Videogames, as we know, are often expensive because of the huge development costs associated with modern technology.
Some of the most popular games nowadays have a small army of developers, designers, artists and technicians working to create meticulously designed and fastidiously beautiful works. They're then mass-produced and shipped out in physical format and, as becoming more increasingly common nowadays, sold via online marketplaces. Although games nowadays are more technically proficient and articulate, they're less and less rare.
In the '80s and '90s, gaming studios rose up and folded at the drop of a hat and physical copies of games were only ever put into production when it was absolutely certain that the games were going to sell. In 1983, Atari buried 700,000 cartridges in a landfill in New Mexico due to over-production and falling sales. The lesson was learned by the industry the hard way - never put a game into mass-production unless it's going to sell.

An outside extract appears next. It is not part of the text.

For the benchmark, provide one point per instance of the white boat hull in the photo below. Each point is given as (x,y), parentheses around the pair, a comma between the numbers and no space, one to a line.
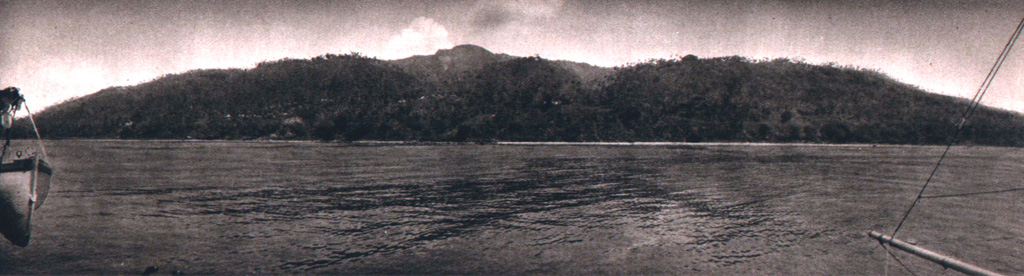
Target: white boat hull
(24,185)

That's why there's an underground industry of rare videogames nowadays, and one game that's rarer than most is Stadium Events for the NES. The game was originally designed by a Japanese studio called Human Entertainment, who have since become defunct. The game was simple enough and came with a floor-pad controller that sort of looked like a Twister mat. The idea was that the players ran in place on the mat with the signals from the mat going to the game. Like most peripherals for the NES, it was reportedly prone to malfunctions and glitches on a regular basis.
The game was first released in Japan in 1986 and was set for release in 1987 in North America. Back then, the standard minimum initial run for a videogame on the NES platform was around 10,000. In other words, out of hand, 10,000 cartridges would be made and put into the retail marketplace. Because Stadium Events was developed and published by two Japanese companies - Human Entertainment and Bandai, respectively - the rules were different.
An estimated 200 were made before Nintendo of America decided to recall the game and rebrand it as World Class Track Meet. Other figures say that only 10 copies of the game exist and that the rest are hidden in a storage unit somewhere, never to be seen or heard from again. The PAL / European version of the game wasn't recalled, but still fetch a reasonably high price for collectors and usually fetch upwards of $800 to $3,500, depending on their condition.
The original imagery used for the eBay listing
In 2010, a sealed copy of the North American version of Stadium Events sold for $41,300 in an eBay auction. What made this one so special, you might ask? It was factory-sealed and had never been opened. During the bidding process, some offers hit up to $80,000 but were eventually withdrawn over insincerity. It was speculated, although never confirmed, that only two factory-sealed copies of the game exist in the world - one of which was sitting in a basement in Kansas and was about to be donated to charity.
The seller, known only as Dave, admitted that the game had been sitting inside his collection, after paying $29.99 for it. The game was supposed to be returned when it was originally purchased as it didn't come with the floor-pad controller in order for the game to be playable. Analysts and experts have since been speculated that Dave bought the game in late 1987, just as it was about to be recalled - which explains why it was sold to him without a floor-pad mat. Nobody knows who the game was sold to and it hasn't come up in auction since in the seven years since it was sold.
The game itself is nothing terribly special or exciting, and didn't feature anything particularly groundbreaking in terms of the technology used. In fact, the game sold wasn't even tested for quality and is unplayable without the floor-pad controller.
Yet, in spite of all this, someone parted with $41,300 for a game that nobody played and will never be played.